Chairman of the biggest privately owned financial house in the Middle East, the Arab Bank, for three decades, Abdul-Majid also played a key role in the rise of Palestinian Liberation Organisation (PLO) leader Yasser Arafat.
Spreading from Jerusalem the bank spawned 378 branches in 27 countries and with assets, in 2004, valued at $35.7bn the Arab Bank is a rags-to-riches story. Abdul-Majid’s father, a semi-literate stonemason left for America in 1911, made a fortune in textiles, and founded the bank (al-Bank al-Arabi) in 1930, “not to make a profit but to serve the Arabs of Palestine and their national welfare.”

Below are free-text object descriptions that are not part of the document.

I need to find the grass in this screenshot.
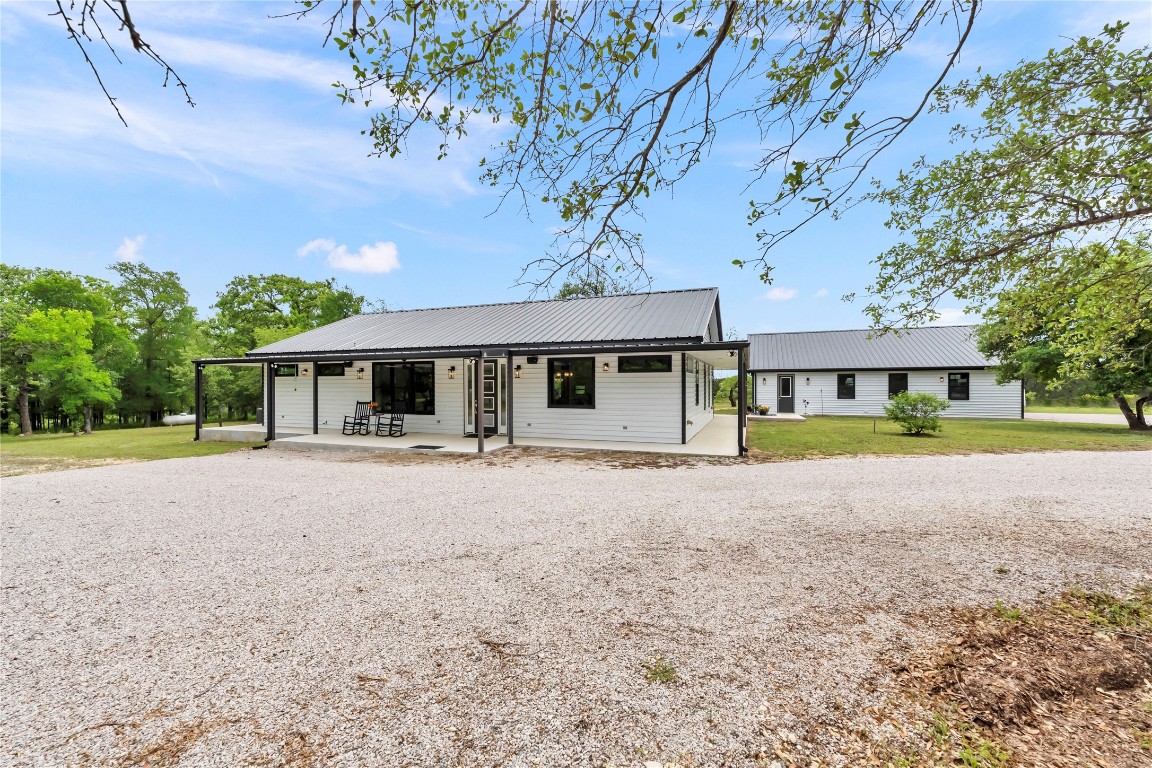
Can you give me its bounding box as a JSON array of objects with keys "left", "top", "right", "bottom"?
[
  {"left": 0, "top": 424, "right": 257, "bottom": 476},
  {"left": 746, "top": 415, "right": 1150, "bottom": 460},
  {"left": 641, "top": 656, "right": 679, "bottom": 685}
]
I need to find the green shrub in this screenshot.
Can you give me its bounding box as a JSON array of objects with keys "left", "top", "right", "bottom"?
[{"left": 884, "top": 391, "right": 950, "bottom": 434}]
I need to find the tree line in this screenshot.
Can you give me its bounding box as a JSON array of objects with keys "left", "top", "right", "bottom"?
[{"left": 0, "top": 265, "right": 377, "bottom": 435}]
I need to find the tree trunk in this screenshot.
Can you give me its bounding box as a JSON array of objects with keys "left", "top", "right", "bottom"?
[
  {"left": 84, "top": 405, "right": 94, "bottom": 435},
  {"left": 17, "top": 382, "right": 32, "bottom": 436},
  {"left": 1114, "top": 393, "right": 1150, "bottom": 430}
]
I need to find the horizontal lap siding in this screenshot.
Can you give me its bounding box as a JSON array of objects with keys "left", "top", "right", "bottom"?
[
  {"left": 752, "top": 369, "right": 1019, "bottom": 418},
  {"left": 512, "top": 354, "right": 682, "bottom": 443},
  {"left": 270, "top": 360, "right": 467, "bottom": 435}
]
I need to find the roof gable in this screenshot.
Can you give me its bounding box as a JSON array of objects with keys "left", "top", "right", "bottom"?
[
  {"left": 748, "top": 326, "right": 993, "bottom": 370},
  {"left": 249, "top": 288, "right": 721, "bottom": 356}
]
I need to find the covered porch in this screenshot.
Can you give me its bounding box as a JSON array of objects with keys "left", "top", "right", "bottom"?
[{"left": 198, "top": 414, "right": 740, "bottom": 457}]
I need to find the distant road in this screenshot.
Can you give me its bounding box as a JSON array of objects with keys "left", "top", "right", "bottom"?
[{"left": 1024, "top": 412, "right": 1129, "bottom": 425}]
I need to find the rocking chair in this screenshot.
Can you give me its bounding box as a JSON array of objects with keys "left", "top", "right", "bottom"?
[
  {"left": 376, "top": 401, "right": 406, "bottom": 437},
  {"left": 342, "top": 401, "right": 373, "bottom": 435}
]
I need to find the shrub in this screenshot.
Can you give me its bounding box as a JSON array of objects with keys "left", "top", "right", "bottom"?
[{"left": 884, "top": 391, "right": 950, "bottom": 434}]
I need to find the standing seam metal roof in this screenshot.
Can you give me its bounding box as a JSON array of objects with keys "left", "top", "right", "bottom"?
[
  {"left": 249, "top": 288, "right": 720, "bottom": 356},
  {"left": 748, "top": 326, "right": 994, "bottom": 370}
]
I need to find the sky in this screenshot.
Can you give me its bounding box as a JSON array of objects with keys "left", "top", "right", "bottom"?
[{"left": 2, "top": 0, "right": 1150, "bottom": 343}]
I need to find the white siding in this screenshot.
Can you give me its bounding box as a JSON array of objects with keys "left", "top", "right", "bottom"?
[
  {"left": 753, "top": 369, "right": 1021, "bottom": 419},
  {"left": 269, "top": 360, "right": 467, "bottom": 435},
  {"left": 512, "top": 353, "right": 686, "bottom": 444}
]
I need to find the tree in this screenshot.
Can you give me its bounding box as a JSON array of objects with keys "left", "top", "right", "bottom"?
[
  {"left": 977, "top": 238, "right": 1152, "bottom": 430},
  {"left": 64, "top": 1, "right": 979, "bottom": 292},
  {"left": 866, "top": 23, "right": 1151, "bottom": 327},
  {"left": 0, "top": 265, "right": 37, "bottom": 435},
  {"left": 553, "top": 276, "right": 615, "bottom": 299},
  {"left": 111, "top": 262, "right": 196, "bottom": 427},
  {"left": 209, "top": 274, "right": 367, "bottom": 352},
  {"left": 9, "top": 309, "right": 118, "bottom": 435}
]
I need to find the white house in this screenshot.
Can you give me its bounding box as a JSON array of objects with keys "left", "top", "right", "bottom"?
[
  {"left": 748, "top": 326, "right": 1023, "bottom": 419},
  {"left": 194, "top": 288, "right": 750, "bottom": 453}
]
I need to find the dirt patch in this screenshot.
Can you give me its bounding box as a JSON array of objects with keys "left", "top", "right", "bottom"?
[
  {"left": 342, "top": 444, "right": 750, "bottom": 469},
  {"left": 0, "top": 456, "right": 132, "bottom": 477},
  {"left": 816, "top": 587, "right": 1152, "bottom": 767}
]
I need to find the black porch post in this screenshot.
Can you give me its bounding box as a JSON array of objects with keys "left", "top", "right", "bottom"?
[
  {"left": 506, "top": 350, "right": 514, "bottom": 445},
  {"left": 474, "top": 353, "right": 485, "bottom": 453},
  {"left": 194, "top": 363, "right": 203, "bottom": 441},
  {"left": 266, "top": 361, "right": 276, "bottom": 442},
  {"left": 736, "top": 347, "right": 746, "bottom": 456},
  {"left": 680, "top": 352, "right": 687, "bottom": 444},
  {"left": 312, "top": 360, "right": 319, "bottom": 435}
]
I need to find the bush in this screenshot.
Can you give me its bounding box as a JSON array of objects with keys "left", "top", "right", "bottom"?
[{"left": 884, "top": 391, "right": 950, "bottom": 434}]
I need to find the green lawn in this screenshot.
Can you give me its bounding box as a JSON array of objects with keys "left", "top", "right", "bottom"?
[
  {"left": 0, "top": 425, "right": 257, "bottom": 476},
  {"left": 747, "top": 415, "right": 1150, "bottom": 459}
]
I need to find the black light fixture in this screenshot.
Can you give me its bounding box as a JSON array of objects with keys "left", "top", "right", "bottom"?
[
  {"left": 357, "top": 367, "right": 365, "bottom": 379},
  {"left": 514, "top": 365, "right": 522, "bottom": 379},
  {"left": 448, "top": 366, "right": 457, "bottom": 380},
  {"left": 301, "top": 367, "right": 309, "bottom": 376},
  {"left": 602, "top": 362, "right": 609, "bottom": 373}
]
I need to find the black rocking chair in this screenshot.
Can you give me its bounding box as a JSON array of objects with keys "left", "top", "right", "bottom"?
[
  {"left": 376, "top": 402, "right": 406, "bottom": 437},
  {"left": 342, "top": 401, "right": 373, "bottom": 435}
]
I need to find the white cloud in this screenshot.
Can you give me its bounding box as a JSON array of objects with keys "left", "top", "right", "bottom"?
[
  {"left": 814, "top": 287, "right": 829, "bottom": 298},
  {"left": 116, "top": 234, "right": 146, "bottom": 262},
  {"left": 929, "top": 307, "right": 977, "bottom": 326},
  {"left": 763, "top": 286, "right": 798, "bottom": 301},
  {"left": 298, "top": 239, "right": 400, "bottom": 274}
]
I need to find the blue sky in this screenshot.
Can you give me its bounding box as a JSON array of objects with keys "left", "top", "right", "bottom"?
[{"left": 2, "top": 1, "right": 1149, "bottom": 341}]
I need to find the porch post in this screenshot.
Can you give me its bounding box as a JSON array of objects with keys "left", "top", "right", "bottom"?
[
  {"left": 736, "top": 347, "right": 746, "bottom": 456},
  {"left": 474, "top": 353, "right": 485, "bottom": 453},
  {"left": 194, "top": 363, "right": 203, "bottom": 441},
  {"left": 312, "top": 360, "right": 319, "bottom": 435},
  {"left": 680, "top": 352, "right": 687, "bottom": 445},
  {"left": 506, "top": 350, "right": 514, "bottom": 445},
  {"left": 266, "top": 361, "right": 276, "bottom": 442}
]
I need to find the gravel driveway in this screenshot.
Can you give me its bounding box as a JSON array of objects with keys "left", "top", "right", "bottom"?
[{"left": 3, "top": 449, "right": 1149, "bottom": 766}]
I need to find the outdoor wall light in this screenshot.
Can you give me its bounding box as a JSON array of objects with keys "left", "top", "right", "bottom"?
[
  {"left": 939, "top": 375, "right": 945, "bottom": 383},
  {"left": 805, "top": 377, "right": 810, "bottom": 385},
  {"left": 357, "top": 368, "right": 365, "bottom": 379},
  {"left": 448, "top": 366, "right": 457, "bottom": 380},
  {"left": 301, "top": 367, "right": 309, "bottom": 376},
  {"left": 602, "top": 362, "right": 610, "bottom": 373},
  {"left": 514, "top": 365, "right": 522, "bottom": 379}
]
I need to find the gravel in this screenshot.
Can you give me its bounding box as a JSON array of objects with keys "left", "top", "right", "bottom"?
[{"left": 2, "top": 449, "right": 1149, "bottom": 766}]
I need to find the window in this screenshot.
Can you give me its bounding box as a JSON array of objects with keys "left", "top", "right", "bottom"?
[
  {"left": 948, "top": 372, "right": 970, "bottom": 400},
  {"left": 779, "top": 376, "right": 793, "bottom": 398},
  {"left": 694, "top": 359, "right": 700, "bottom": 406},
  {"left": 837, "top": 373, "right": 855, "bottom": 399},
  {"left": 618, "top": 355, "right": 672, "bottom": 373},
  {"left": 316, "top": 363, "right": 345, "bottom": 376},
  {"left": 372, "top": 362, "right": 435, "bottom": 414},
  {"left": 274, "top": 364, "right": 297, "bottom": 377},
  {"left": 888, "top": 372, "right": 908, "bottom": 398},
  {"left": 549, "top": 357, "right": 595, "bottom": 408}
]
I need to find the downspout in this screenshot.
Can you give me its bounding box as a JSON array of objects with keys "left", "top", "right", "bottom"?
[
  {"left": 266, "top": 361, "right": 276, "bottom": 442},
  {"left": 680, "top": 352, "right": 687, "bottom": 445},
  {"left": 506, "top": 350, "right": 514, "bottom": 445}
]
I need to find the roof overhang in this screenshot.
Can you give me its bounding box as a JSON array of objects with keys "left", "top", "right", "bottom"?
[{"left": 748, "top": 365, "right": 990, "bottom": 373}]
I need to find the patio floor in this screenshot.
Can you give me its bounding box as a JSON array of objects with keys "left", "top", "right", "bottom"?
[{"left": 199, "top": 414, "right": 740, "bottom": 457}]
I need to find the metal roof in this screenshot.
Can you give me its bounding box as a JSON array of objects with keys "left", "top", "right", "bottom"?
[
  {"left": 248, "top": 288, "right": 720, "bottom": 356},
  {"left": 748, "top": 325, "right": 994, "bottom": 371}
]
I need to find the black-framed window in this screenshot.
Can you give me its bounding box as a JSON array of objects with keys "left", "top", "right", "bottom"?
[
  {"left": 549, "top": 357, "right": 595, "bottom": 408},
  {"left": 316, "top": 363, "right": 345, "bottom": 376},
  {"left": 694, "top": 359, "right": 700, "bottom": 406},
  {"left": 618, "top": 355, "right": 673, "bottom": 373},
  {"left": 274, "top": 364, "right": 297, "bottom": 377},
  {"left": 837, "top": 373, "right": 855, "bottom": 399},
  {"left": 888, "top": 372, "right": 908, "bottom": 398},
  {"left": 372, "top": 362, "right": 435, "bottom": 414},
  {"left": 948, "top": 372, "right": 970, "bottom": 400}
]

When Abdul-Majid assumed the chairmanship after his father’s death in 1974, he inspired the bank’s 7,000 employees – he was always the first into the bank every day, and the last to leave – re-invested the gushing oil profits of the 1970s and met the demand for bespoke personal banking services in the 1990s.
Arab leaders named Shoman, in 1964, chairman of the PLO’s Palestine National Fund being one of the significant supporters.
Resident in Amman from 1948, after Israel was established, Shoman wielded tremendous societal influence. He established Jerusalem Development Committee and created a prize for intellectuals who contributed to Jerusalem’s Arab heritage. Amongst various humanitarian organisations, he chaired a Foundation after his name, from 1978, and from 1987, a cultural and scientific forum – both in Amman.
Abdul Majid often rescued Jordan from fiscal disaster such as he released funds to support the Jordanian dinar, which had collapsed after King Hussein died, in 2000.
Abdul-Majid was born in Beit Hanina, between Jerusalem and Ramallah. His father, Abdul Hameed Shoman, had left for America six months before his birth and the son met his father when he was 14 in New York.
Abdul-Majid Shoman’s burial in the royal cemetery in Amman reflected the great esteem in which he was held in Jordan.